FIELD OF THE INVENTION The present invention relates generally to computer server systems and, more particularly, to a method and system for early failure detection in a server system.
BACKGROUND OF THE INVENTION In today's environment, a computing system often includes several components, such as servers, hard drives, and other peripheral devices. These components are generally stored in racks. For a large company, the storage racks can number in the hundreds and occupy huge amounts of floor space. Also, because the components are generally free standing components, i.e., they are not integrated, resources such as floppy drives, keyboards and monitors, cannot be shared.
A system has been developed by International Business Machines Corp. of Armonk, N.Y., that bundles the computing system described above into a compact operational unit. The system is known as an IBM eServer BladeCenter.™ The BladeCenter is a 7U modular chassis that is capable of housing up to 14 individual server blades. A server blade or blade is a computer component that provides the processor, memory, hard disk storage firmware of an industry standard server. Each blade can be “hot-plugged” into a slot in the chassis. The chassis also houses supporting resources such as power, switch, management and blower modules. Thus, the chassis allows the individual blades to share the supporting resources.
For redundancy purposes, two Ethernet Switch Modules (ESMs) are mounted in the chassis. The ESMs provide Ethernet switching capabilities to the blade server system. The primary purpose of each switch module is to provide Ethernet interconnectivity between the server blades, the management modules, and the outside network infrastructure.
The ESMs are higher function ESMs, e.g., OSI Layer 4—Routing layer and above, that are capable of load balancing among different Ethernet ports connected to a plurality of server blades. Each ESM executes a standard load balancing algorithm for routing traffic among the plurality of server blades so that the load is distributed evenly across the blades. This load balancing algorithm is based on an industry standard Virtual Router Redundancy Protocol. This standard does not describe the implementation with the ESM. Such standard algorithms are specific to the implementation and may be based on round robin selection, least connections, or response time.

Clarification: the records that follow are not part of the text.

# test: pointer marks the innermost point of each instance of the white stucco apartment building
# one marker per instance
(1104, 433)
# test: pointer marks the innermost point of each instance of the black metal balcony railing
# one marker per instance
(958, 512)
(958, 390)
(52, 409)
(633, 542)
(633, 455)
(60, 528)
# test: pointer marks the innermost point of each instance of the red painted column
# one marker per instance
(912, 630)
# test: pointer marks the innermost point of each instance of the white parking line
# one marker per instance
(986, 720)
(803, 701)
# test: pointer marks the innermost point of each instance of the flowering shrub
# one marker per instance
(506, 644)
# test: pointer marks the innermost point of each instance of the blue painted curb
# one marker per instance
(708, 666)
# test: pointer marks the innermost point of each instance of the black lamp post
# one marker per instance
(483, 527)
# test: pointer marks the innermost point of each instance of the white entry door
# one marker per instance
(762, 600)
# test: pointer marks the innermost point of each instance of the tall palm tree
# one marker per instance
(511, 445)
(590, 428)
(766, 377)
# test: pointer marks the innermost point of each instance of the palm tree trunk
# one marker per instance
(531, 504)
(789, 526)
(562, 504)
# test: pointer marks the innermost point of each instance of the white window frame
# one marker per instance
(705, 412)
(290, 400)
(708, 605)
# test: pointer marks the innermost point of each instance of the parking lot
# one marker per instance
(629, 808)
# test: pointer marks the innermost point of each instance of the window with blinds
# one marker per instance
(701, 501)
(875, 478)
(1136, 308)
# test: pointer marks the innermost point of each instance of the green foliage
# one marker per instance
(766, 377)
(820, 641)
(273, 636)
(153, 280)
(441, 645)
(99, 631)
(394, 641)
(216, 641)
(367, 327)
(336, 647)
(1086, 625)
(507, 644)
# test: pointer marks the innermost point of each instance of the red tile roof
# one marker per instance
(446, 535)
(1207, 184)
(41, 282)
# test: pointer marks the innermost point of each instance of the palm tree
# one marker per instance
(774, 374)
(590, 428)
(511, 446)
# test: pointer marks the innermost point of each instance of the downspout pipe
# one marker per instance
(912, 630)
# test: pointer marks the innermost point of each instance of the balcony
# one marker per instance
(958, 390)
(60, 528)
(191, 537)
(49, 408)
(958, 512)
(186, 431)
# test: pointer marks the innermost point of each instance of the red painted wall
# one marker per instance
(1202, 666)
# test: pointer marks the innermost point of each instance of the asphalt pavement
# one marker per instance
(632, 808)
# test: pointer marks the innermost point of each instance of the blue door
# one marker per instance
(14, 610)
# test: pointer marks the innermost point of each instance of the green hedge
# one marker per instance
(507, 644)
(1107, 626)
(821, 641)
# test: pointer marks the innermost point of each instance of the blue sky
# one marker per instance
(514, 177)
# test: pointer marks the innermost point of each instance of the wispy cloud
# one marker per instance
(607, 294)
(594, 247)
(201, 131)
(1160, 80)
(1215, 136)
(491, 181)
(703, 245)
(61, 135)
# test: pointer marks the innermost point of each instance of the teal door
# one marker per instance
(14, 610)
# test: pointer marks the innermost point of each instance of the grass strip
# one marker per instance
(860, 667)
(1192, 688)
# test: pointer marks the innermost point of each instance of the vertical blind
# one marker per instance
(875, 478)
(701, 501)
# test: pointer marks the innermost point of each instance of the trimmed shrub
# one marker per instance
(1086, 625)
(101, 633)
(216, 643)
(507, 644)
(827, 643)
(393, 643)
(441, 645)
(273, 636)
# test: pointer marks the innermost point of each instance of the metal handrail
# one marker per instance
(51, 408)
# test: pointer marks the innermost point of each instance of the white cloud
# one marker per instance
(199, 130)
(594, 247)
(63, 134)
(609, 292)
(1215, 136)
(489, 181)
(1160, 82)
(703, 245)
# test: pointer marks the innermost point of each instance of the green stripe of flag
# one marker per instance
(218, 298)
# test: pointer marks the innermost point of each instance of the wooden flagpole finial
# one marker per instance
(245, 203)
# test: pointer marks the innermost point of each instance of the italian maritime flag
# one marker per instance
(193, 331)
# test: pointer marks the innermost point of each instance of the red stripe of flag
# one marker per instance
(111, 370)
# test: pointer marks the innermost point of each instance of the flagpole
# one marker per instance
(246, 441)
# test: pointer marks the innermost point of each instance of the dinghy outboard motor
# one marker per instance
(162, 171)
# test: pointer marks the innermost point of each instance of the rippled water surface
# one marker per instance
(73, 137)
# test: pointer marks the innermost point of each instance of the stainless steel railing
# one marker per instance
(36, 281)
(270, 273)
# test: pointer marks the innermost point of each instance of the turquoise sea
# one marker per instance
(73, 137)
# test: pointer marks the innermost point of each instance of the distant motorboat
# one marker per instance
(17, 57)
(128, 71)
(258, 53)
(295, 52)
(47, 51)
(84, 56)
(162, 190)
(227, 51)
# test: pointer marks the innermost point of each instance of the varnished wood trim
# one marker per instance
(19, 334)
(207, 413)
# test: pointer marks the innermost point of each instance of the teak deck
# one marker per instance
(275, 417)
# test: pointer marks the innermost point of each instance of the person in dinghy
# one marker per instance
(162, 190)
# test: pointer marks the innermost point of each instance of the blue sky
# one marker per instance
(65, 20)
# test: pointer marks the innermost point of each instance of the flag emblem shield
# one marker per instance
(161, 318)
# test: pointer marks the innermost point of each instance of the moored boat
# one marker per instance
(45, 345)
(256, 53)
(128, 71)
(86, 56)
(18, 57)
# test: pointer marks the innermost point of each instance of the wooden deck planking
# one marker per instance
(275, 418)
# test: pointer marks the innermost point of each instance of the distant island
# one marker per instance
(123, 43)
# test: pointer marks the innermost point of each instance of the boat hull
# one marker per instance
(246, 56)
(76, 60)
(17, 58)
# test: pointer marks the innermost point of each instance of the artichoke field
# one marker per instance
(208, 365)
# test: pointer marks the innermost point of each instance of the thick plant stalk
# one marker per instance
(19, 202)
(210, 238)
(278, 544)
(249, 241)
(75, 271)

The BladeCenter's management module communicates with each of the server blades as well as with each of the other modules. Among other things, the management module is programmed to monitor various parameters in each server blade, such as CPU temperature and hard drive errors, in order to detect a failing server blade. When such an impending failure is detected, the management module transmits an alarm to a system administrator so that the failing server blade can be replaced. Nevertheless, because of the inherent time delay between the alarm and the repair, the server blade often fails before it is replaced. When such a failure occurs, all existing connections to the failed blade are immediately severed. A user application must recognize the outage and re-establish each connection. For an individual user accessing the server system, this sequence of events is highly disruptive because the user will experience an outage of service of approximately 40 seconds. Cumulatively, the disruptive impact is multiplied several times if the failed blade was functioning at full capacity, i.e., carrying a full load, before failure.
Accordingly, a need exists for a system and method for early failure detection in a server system. The present invention addresses such a need.
SUMMARY OF THE INVENTION The present invention is related to a method and system for detecting a failing server of a plurality of servers. In a first aspect, the method comprises monitoring load balancing data for each of the plurality of servers via at least one switch module, and determining whether a server is failing based on the load balancing data associated with the server. In a second aspect, a computer system comprises a plurality of servers coupled to at least one switch module, a management module, and a failure detection mechanism coupled to the management module, where the failure detection mechanism monitors load balancing data for each of the plurality of servers via the at least one switch module and determines whether a server is failing based on the load balancing data associated with the server.
BRIEF DESCRIPTION OF THE DRAWINGSFIG. 1 is a perspective view illustrating the front portion of a BladeCenter.
FIG. 2 is a perspective view of the rear portion of the BladeCenter.
FIG. 3 is a schematic diagram of the server blade system's management subsystem.
FIG. 4 is a topographical illustration of the server blade system's management functions.
FIG. 5 is a schematic block diagram of the server blade system according to a preferred embodiment of the present invention.
FIG. 6 is a flowchart illustrating a process by which the failure detection mechanism operates according to a preferred embodiment of the present invention.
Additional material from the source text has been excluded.